El salario de los profesores españoles varía según la etapa educativa, la comunidad autónoma y los complementos asociados, pero de media un docente de Educación Secundaria cobra entre 2.000 y 2.500 euros brutos al mes al inicio de su carrera. Con la antigüedad, los trienios y complementos específicos, el sueldo puede superar los 3.000 euros brutos mensuales en algunos territorios.
En el caso de los maestros de Primaria, las cifras suelen situarse algo por debajo, con salarios iniciales de unos 1.800-2.200 euros brutos al mes, alcanzando también alrededor de 2.800 o 3.000 euros con experiencia y complementos.
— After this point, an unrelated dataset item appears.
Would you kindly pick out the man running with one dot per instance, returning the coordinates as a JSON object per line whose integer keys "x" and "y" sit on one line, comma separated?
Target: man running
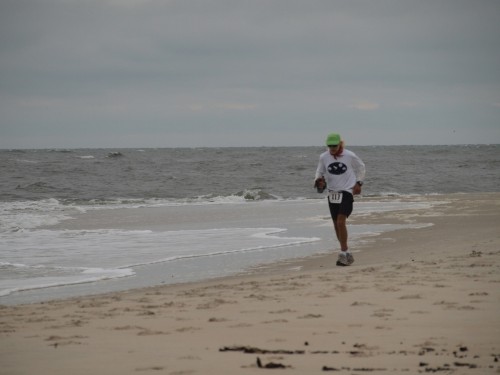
{"x": 342, "y": 172}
Participa en el programa de Acción Educativa en el Exterior
La profesora Ana Lirio ha detallado la enorme diferencia salarial entre los docentes que participan en el programa de Acción Educativa en el Exterior del Ministerio de Educación. Mientras algunos cobran en torno a 7.000 euros brutos al mes, ella, como interina destinada en un pueblo cercano a Ginebra, apenas recibirá 1.700 euros, una cifra que ni siquiera cubre con holgura los elevados costes de vida en la zona.
El Ministerio de Educación oferta cada año vacantes en el extranjero a través de Acción Educativa Exterior. Estas plazas permiten a los funcionarios de carrera trabajar en centros educativos de titularidad española en países como Luxemburgo, Alemania o Suiza.
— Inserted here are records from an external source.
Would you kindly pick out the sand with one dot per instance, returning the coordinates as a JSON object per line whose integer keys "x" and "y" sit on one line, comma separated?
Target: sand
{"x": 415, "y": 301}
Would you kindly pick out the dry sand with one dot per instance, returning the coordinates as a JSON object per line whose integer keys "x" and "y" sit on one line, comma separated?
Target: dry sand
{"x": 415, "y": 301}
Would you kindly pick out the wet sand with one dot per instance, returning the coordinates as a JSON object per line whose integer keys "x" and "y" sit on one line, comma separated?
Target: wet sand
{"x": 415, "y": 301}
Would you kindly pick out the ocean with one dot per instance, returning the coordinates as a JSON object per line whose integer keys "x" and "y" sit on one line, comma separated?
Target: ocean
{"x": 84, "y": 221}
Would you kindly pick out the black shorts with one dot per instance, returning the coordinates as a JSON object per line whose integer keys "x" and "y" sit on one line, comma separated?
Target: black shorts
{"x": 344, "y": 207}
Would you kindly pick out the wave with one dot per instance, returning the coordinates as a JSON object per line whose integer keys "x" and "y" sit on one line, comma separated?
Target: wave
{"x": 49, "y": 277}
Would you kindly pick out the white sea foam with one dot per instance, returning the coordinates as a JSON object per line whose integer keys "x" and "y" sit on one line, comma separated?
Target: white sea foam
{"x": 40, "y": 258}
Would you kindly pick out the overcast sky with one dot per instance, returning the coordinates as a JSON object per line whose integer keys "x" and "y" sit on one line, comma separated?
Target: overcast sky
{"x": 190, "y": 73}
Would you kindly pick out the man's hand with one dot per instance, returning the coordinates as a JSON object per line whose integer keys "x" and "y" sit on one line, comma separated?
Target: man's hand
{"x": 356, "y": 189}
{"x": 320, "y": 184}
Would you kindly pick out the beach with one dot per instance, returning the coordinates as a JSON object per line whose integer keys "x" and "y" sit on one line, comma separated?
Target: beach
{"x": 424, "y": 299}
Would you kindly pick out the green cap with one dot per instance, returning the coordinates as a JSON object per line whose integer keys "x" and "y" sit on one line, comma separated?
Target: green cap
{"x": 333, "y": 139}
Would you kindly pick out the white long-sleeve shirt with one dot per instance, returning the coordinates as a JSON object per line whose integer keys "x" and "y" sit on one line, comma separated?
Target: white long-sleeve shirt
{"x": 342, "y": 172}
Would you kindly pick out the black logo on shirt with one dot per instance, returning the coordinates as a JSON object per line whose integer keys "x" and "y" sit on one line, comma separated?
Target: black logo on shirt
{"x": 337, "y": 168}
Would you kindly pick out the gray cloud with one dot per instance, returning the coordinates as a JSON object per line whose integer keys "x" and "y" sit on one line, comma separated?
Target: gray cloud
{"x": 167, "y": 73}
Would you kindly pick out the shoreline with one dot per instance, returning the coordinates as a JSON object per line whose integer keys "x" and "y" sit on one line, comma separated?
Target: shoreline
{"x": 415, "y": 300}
El atractivo principal está en las retribuciones, porque a su sueldo base se añaden complementos específicos, trienios y, sobre todo, el complemento de extranjería, diseñado para equiparar el salario al nivel de vida del país de destino. En total, los beneficiarios llegan a percibir alrededor de 7.000 euros brutos al mes, además de que el Ministerio asume los gastos de mudanza.
Ana Lirio denuncia la situación de los interinos
No todas las vacantes logran cubrirse con funcionarios de carrera. En esos casos, el Ministerio recurre a interinos, pero las condiciones cambian. Para poder optar a estas plazas, el interino debe residir ya en el país de destino, lo que exime a la Administración de pagar el complemento de extranjería y otras ayudas. Como resultado, estos docentes perciben únicamente el sueldo base, sin complementos específicos, lo que sitúa su salario en unos 1.700 euros brutos al mes, incluso por debajo de lo que cobrarían en España, donde sí se aplica el complemento autonómico.
Ana Lirio ha sido destinada a Ferne-Volter, un pequeño pueblo situado a 7 kilómetros de Ginebra, en Suiza. Allí, el salario medio ronda los 8.000 euros mensuales y el salario mínimo se sitúa en 4.000 euros. Con un sueldo de apenas 1.700 euros brutos, Lirio ha tenido que alquilar un estudio de 35 metros cuadrados por 1.100 euros al mes, lo que deja muy poco margen para afrontar el resto de gastos. “Con 1.700 euros en un lugar como Ginebra no se puede llevar una vida digna”, denuncia la docente.